Although hot summers are not unheard of in Arctic Siberia, recent months have seen abnormally high temperatures. The EUs earth observation programme, Copernicus, described the record temperatures as a ‘warning cry’.
The Arctic is said to be warming twice as fast as the global average. The persistent heatwave this year in the Siberian Arctic Circle has worried scientists. In March, April and May, Copernicus reported that the average temperature was around 10C above normal.
According to the Russian Forestry Agency, as of July 6, there have been 246 forest fires covering 140,073 hectares. An emergency situation has been declared in seven regions of Russia. Copernicus said the fires had surpassed the record number of blazes seen in the region in the same month of last year.
Carlo Buontempo, Copernicus director, said: “Siberia and the Arctic Circle are prone to large year-on-year temperature fluctuations, but the persistence of this year’s warm spell is very unusual. What is worrisome is that the Arctic is warming faster than the rest of the world”.
Average temperatures have risen by more than two degrees C across the Arctic since the mid-19th century, twice the global average.
Why should we be concerned?
Warming temperatures in the Siberian Arctic is leading to the thawing of once permanently frozen permafrost below the ground.
This is causing concern amongst scientists because as permafrost thaws, carbon dioxide and methane previously locked up below ground is released.
According to a paper published by Purdue University in Indiana, the warming climate in the Arctic means that lakes are covered by ice for shorter periods of time.

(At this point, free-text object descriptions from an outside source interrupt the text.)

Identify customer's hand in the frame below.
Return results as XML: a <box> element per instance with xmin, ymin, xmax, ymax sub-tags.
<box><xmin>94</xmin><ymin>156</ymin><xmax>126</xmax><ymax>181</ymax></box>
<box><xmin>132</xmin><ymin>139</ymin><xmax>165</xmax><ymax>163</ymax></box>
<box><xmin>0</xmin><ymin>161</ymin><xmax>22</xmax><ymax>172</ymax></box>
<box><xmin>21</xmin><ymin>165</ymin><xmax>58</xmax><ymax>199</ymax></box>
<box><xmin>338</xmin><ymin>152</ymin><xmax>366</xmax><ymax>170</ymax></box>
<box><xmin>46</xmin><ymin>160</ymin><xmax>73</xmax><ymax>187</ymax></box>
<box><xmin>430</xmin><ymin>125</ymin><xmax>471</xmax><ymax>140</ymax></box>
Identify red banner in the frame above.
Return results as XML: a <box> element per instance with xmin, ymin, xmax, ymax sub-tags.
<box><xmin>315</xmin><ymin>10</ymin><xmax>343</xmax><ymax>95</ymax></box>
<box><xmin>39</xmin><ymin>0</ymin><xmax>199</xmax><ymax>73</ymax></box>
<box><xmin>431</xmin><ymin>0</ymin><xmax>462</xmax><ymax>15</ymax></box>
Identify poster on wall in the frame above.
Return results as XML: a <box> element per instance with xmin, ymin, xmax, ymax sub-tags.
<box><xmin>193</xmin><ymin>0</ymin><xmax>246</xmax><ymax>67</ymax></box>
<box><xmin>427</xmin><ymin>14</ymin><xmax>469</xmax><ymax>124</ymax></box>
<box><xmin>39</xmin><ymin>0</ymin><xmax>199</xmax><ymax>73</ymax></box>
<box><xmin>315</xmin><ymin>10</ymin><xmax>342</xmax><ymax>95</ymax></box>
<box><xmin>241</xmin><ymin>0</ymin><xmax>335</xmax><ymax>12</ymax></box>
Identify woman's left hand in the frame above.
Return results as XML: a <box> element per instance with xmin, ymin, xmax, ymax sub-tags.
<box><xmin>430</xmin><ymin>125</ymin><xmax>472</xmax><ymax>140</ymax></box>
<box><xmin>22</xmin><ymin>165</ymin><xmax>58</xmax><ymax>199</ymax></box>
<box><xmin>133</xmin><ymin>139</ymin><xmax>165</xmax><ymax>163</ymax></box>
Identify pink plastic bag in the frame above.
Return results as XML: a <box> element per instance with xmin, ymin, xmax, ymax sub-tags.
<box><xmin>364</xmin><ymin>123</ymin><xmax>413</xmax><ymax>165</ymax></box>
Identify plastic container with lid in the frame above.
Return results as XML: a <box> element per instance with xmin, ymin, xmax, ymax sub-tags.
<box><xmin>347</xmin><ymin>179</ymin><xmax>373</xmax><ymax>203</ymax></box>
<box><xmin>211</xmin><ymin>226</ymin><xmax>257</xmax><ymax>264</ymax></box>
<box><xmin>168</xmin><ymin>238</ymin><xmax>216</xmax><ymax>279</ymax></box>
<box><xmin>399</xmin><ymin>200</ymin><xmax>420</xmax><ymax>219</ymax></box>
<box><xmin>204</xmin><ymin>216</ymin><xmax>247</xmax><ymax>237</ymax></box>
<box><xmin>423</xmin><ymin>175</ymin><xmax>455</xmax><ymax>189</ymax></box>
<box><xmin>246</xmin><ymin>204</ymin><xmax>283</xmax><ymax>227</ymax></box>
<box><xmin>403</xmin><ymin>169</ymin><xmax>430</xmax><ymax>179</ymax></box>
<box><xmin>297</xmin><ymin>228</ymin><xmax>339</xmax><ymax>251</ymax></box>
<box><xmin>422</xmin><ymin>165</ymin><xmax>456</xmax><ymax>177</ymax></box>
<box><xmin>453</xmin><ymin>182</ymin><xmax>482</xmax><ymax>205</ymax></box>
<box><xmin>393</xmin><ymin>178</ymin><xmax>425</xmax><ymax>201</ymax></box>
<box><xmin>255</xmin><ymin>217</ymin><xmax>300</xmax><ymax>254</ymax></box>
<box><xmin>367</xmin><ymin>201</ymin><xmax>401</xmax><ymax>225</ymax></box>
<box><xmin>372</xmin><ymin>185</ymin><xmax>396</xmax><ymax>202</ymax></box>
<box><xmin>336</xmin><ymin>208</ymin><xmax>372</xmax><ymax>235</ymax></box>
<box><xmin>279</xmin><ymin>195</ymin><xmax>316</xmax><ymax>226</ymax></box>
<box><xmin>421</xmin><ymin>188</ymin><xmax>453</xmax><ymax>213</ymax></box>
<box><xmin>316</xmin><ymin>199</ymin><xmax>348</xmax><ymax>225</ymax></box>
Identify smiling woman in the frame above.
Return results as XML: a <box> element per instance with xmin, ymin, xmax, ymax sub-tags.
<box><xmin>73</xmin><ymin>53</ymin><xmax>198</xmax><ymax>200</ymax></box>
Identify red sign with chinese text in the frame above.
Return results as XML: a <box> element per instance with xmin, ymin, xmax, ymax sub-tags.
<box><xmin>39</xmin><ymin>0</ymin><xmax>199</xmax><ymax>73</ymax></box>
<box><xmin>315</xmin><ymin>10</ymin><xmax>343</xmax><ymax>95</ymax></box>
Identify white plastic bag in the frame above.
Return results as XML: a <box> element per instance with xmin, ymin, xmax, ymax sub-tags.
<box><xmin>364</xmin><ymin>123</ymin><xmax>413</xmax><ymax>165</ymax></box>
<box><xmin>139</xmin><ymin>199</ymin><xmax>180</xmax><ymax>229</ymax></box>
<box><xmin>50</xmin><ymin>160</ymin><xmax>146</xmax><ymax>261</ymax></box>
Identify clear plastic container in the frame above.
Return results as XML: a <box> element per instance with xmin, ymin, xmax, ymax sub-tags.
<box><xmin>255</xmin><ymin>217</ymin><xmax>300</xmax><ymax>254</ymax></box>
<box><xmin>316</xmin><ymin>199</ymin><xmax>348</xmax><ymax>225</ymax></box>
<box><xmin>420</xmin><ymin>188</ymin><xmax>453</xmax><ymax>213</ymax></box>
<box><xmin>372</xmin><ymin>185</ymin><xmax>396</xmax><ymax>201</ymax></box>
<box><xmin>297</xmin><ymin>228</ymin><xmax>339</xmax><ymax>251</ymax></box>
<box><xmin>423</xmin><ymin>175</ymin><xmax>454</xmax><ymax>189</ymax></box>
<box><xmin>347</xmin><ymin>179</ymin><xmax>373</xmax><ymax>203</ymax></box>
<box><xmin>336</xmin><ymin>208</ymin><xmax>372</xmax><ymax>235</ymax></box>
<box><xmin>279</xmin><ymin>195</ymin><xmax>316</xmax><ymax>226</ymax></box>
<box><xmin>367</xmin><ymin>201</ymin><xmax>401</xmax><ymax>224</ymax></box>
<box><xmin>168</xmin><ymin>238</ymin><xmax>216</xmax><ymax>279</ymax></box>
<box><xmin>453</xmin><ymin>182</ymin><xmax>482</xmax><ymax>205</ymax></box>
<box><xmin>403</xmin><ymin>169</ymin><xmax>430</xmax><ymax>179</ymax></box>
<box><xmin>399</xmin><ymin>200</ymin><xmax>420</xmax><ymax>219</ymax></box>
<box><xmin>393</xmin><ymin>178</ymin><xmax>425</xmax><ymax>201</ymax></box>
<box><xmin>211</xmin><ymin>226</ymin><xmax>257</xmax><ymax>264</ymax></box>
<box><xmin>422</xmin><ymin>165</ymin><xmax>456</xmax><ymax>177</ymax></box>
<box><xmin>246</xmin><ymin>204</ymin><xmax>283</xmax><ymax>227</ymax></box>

This is leading to an increase in methane emissions, a greenhouse gas that traps 32 times more heat than carbon dioxide.
Methane, trapped in the organic matter at the bottom of Arctic lakes, is released into the atmosphere when lakes become ice-free. The amount of methane released by Arctic lakes could rise to as much as 60% of all methane released due to warming temperatures in the Arctic region by the end of the century.
These greenhouse gases can cause further warming, and further melting of permafrost, in a vicious cycle known as positive feedback. This will also cause land ice to thaw faster, causing greater run-off into the ocean, contributing to sea-level rise.
Scientists also believe that the drier soil has contributed to increased wildfires, which in June this year surpassed the previous record, set in June 2019. The fires have been concentrated in the far northeast Siberia. Fires have also been increasing in other parts of the Arctic including Alaska and the Yukon Territories and in Canada, resulting in the high levels of carbon emissions.
Mark Parrington, a senior scientist from Copernicus, commented: “Higher temperatures and drier surface conditions are providing ideal conditions for these fires to burn and to persist for so long over such a large area”.